PHOTO ROBERT SKINNER, LA PRESSE

« Nous sommes les descendants des survivants du génocide arménien », explique-t-elle en faisant référence au meurtre de 1,5 million d’Arméniens en 1915. Le Canada a reconnu et condamné officiellement le génocide en 2004.

Kyle Matthews, le directeur général de l’Institut montréalais d’études sur le génocide et les droits de la personne de l’Université Concordia, compare le soutien de la Turquie à l’Azerbaïdjan à une invasion d’Israël par l’Allemagne.

Il rappelle que le gouvernement turc n’a jamais reconnu le génocide arménien et a même emprisonné des gens qui en faisaient mention.

« La dernière étape du génocide est le déni, dit M. Matthews. On craint que la Turquie, en se montrant aussi agressive, n’ait des arrière-pensées dans ce conflit. »

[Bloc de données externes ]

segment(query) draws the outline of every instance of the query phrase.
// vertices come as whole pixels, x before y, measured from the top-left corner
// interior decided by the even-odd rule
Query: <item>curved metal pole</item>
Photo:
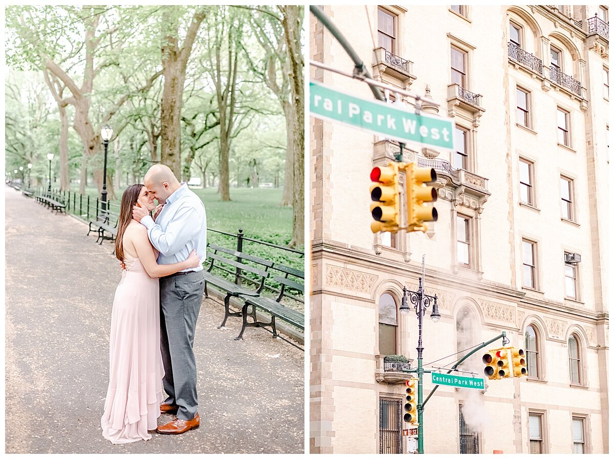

Pour lui, il existe des « preuves documentées que la Turquie a transporté des combattants religieux extrémistes de Syrie en Azerbaïdjan pour combattre les forces arméniennes ».

Lara Aharonian, fondatrice et directrice du Women’s Resource Centre, une ONG en activité en Arménie et à Shusha, une ville du Haut-Karabakh, est préoccupée par l’arrivée de ces combattants.

« C’est une menace directe pour les femmes vivant dans les zones frontalières et les zones de conflit », souligne cette diplômée de l’Université de Montréal, aujourd’hui installée en Arménie.

Elle s’inquiète du sort des quelque 75 000 personnes qui ont été déplacées par les combats actuels au milieu de la pandémie de COVID-19.

« Il y a une génération qui a connu le déplacement pour la deuxième fois de sa vie », mentionne Mme Aharonian.

L’Arménie et l’Azerbaïdjan ont convenu d’un cessez-le-feu négocié par la Russie dans le Haut-Karabakh à partir de samedi, mais se sont immédiatement accusés mutuellement de faire dérailler l’accord.

Quelques minutes après l’entrée en vigueur de la trêve, l’armée arménienne a accusé l’Azerbaïdjan d’avoir bombardé la zone près de la ville de Kapan dans le sud-est de l’Arménie, tuant un civil. Le ministère azerbaïdjanais de la Défense a rejeté les accusations arméniennes, les qualifiant de « provocation ».

Les Canado-Arméniens disent que le gouvernement canadien doit faire plus avant qu’il soit trop tard.

Sevag Belian, le directeur général du Comité national arménien du Canada, exhorte le Canada à condamner la Turquie et l’Azerbaïdjan.

« Parce que si nous ne tenons pas les agresseurs responsables, ils continueront de commettre leurs crimes en toute impunité », fait-il valoir.